Цхултрим Тращи (18.10.2011)

----------


## Денис Евгеньев

> омрачение *знанием*


Вы им уже не омрачены?

----------

Дондог (21.10.2011)

----------


## Сергей Хос

Юморить конечно проще, чем понять, о чем речь.

----------

Дондог (21.10.2011)

----------


## Юй Кан

> Все, к сожалению, несколько сложнее, потому что тогда придется подбирать другой перевод для слова _аварана_, и возникнет путаница. Клеша создает омрачение (аврану), но не только она. Есть еще и джнеяаварана (омрачение знанием), которую создают не клеши. Так что клеша - это клеша, а омрачение или загрязнение - аврана (тиб. sgrib pa).


Уже минимум пару раз обсуждали варианты перевода "аварана" и "аварана-двая" (двух аваран). В результате сам пришёл к такому варианту. Может, пригодится?

ДВОЙНОЕ ПРЕПЯТСТВИЕ (аварана-двая) — препятствие клеш-омрачений (клеша-аварана) и препятствие ещё подлежащего узнаванию (джнея-аварана).

----------

Цхултрим Тращи (18.10.2011)

----------


## Сергей Хос

> ДВОЙНОЕ ПРЕПЯТСТВИЕ (аварана-двая) — препятствие клеш-омрачений (клеша-аварана) и препятствие ещё подлежащего узнаванию (джнея-аварана).


Спасибо.
Но препятствие мне лично не очень как-то.
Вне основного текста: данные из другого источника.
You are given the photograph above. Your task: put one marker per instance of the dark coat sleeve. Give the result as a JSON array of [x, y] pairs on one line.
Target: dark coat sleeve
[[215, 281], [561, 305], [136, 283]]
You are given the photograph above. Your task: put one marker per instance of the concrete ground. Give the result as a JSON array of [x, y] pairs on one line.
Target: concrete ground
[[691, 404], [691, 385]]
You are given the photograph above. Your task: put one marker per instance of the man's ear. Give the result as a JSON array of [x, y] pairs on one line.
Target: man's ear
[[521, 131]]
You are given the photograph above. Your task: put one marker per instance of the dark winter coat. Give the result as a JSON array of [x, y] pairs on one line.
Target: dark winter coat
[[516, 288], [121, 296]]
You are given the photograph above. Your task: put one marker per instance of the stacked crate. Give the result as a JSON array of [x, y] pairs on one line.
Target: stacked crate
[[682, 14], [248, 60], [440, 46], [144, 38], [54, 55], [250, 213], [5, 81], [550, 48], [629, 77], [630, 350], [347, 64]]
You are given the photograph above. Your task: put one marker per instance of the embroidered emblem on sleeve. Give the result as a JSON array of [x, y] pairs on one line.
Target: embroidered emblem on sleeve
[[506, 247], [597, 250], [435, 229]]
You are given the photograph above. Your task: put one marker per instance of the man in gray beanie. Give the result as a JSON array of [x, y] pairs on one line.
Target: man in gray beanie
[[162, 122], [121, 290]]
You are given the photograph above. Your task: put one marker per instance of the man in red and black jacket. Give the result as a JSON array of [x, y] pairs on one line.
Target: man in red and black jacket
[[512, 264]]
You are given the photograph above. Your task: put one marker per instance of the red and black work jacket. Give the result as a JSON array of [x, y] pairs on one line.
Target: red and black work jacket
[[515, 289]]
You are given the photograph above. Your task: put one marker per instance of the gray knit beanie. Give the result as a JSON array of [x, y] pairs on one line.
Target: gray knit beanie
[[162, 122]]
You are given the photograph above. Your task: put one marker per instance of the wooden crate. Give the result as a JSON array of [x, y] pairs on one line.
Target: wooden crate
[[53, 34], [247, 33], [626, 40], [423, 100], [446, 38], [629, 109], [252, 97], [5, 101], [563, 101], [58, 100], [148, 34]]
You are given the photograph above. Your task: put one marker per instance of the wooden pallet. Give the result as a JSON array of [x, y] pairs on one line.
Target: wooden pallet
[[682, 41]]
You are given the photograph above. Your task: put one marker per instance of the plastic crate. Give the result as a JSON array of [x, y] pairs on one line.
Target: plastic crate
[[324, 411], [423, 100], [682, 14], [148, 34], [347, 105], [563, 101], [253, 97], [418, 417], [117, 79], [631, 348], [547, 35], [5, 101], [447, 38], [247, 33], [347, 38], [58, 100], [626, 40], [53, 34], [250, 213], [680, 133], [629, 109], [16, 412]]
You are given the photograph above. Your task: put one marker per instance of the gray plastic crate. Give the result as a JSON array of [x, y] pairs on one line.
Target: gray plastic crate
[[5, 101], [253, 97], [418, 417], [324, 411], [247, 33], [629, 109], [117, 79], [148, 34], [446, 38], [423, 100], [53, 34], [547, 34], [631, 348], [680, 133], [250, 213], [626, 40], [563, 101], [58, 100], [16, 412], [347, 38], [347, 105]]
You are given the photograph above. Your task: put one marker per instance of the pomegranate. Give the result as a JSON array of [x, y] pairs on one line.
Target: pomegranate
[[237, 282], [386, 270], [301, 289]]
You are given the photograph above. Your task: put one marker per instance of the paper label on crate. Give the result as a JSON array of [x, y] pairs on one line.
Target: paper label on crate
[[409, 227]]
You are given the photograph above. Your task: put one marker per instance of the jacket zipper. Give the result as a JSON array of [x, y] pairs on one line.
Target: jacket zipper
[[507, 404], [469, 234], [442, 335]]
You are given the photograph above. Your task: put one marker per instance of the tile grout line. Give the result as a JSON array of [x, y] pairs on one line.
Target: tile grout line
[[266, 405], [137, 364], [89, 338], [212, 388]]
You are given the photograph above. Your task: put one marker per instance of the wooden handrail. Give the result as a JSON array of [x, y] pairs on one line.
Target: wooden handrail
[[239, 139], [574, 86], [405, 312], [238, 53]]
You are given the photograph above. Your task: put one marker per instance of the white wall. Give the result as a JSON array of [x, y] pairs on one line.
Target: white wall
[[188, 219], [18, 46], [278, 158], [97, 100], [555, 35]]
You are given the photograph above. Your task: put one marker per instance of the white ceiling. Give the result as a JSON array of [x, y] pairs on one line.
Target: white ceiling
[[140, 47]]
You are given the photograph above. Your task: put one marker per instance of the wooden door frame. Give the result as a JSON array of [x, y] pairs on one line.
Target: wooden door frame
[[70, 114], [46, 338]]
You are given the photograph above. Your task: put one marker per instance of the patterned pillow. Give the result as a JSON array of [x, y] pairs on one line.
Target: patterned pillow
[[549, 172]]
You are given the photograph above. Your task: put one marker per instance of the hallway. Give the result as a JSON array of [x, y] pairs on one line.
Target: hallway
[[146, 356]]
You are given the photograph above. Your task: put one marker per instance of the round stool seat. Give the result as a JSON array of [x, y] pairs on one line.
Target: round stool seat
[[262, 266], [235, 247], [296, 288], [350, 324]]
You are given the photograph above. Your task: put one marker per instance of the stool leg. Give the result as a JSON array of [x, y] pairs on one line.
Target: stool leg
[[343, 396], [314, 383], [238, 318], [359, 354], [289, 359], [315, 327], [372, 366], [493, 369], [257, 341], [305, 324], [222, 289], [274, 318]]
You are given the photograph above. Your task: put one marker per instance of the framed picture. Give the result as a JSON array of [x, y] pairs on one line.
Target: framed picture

Там звучит, типа, что мы куда-то идем, и вдруг споткнулись. А аварана, это препятствие, конечно, но, скорее, как "то, что скрывает" нечто имеющееся: изначальную мудрость, или природу будды. Переводчики Большого ламрима попытались передать это словом "завеса". А Thanissaro Bhikkhu в Аварана сутте дает вариант obstacles, hindrances that overwhelm awareness.
И потом, почему "препятствие ещё подлежащего узнаванию"? Ведь если клеша-аварана - это завесы, созданные клешами, то наверное и джнея-аварана - завеса, созданная знанием. Тем, что уже познано, а не наоборот.

----------

Цхултрим Тращи (18.10.2011)

----------


## Денис Евгеньев

А ведь как было бы проще "покров над познаваемым".
Сергей Хос, Вы не раличаете jJeya и jJAna, предпочитая метод аналогий?

----------


## До

> Ну, давайте по-новой: принимает ли Будда прибежище в Сангхе?


Докажите, что это важный критерий. Например, чтоб вам сразу не с нуля начинать, принимает ли полностью освобождённый _архат_ прибежище (это при условии, что он там отбрасывает ещё какие-то "плоты").

----------


## До

> Уже минимум пару раз обсуждали варианты перевода "аварана" и "аварана-двая" (двух аваран). В результате сам пришёл к такому варианту. Может, пригодится?
> 
> ДВОЙНОЕ ПРЕПЯТСТВИЕ (аварана-двая) — препятствие клеш-омрачений (клеша-аварана) и препятствие ещё подлежащего узнаванию (джнея-аварана).


На самом деле обсуждали три раза, и третий раз пришли к выводу (не все конечно), что это _синонимы_ (возникшие при переписке / неверной интерпретации компаунда).

----------


## Юй Кан

> Спасибо.
> Но препятствие мне лично не очень как-то. Там звучит, типа, что мы куда-то идем, и вдруг споткнулись. А аварана, это препятствие, конечно, но, скорее, как "то, что скрывает" нечто имеющееся: изначальную мудрость, или природу будды. Переводчики Большого ламрима попытались передать это словом "завеса". А Thanissaro Bhikkhu в Аварана сутте дает вариант obstacles, hindrances that overwhelm awareness.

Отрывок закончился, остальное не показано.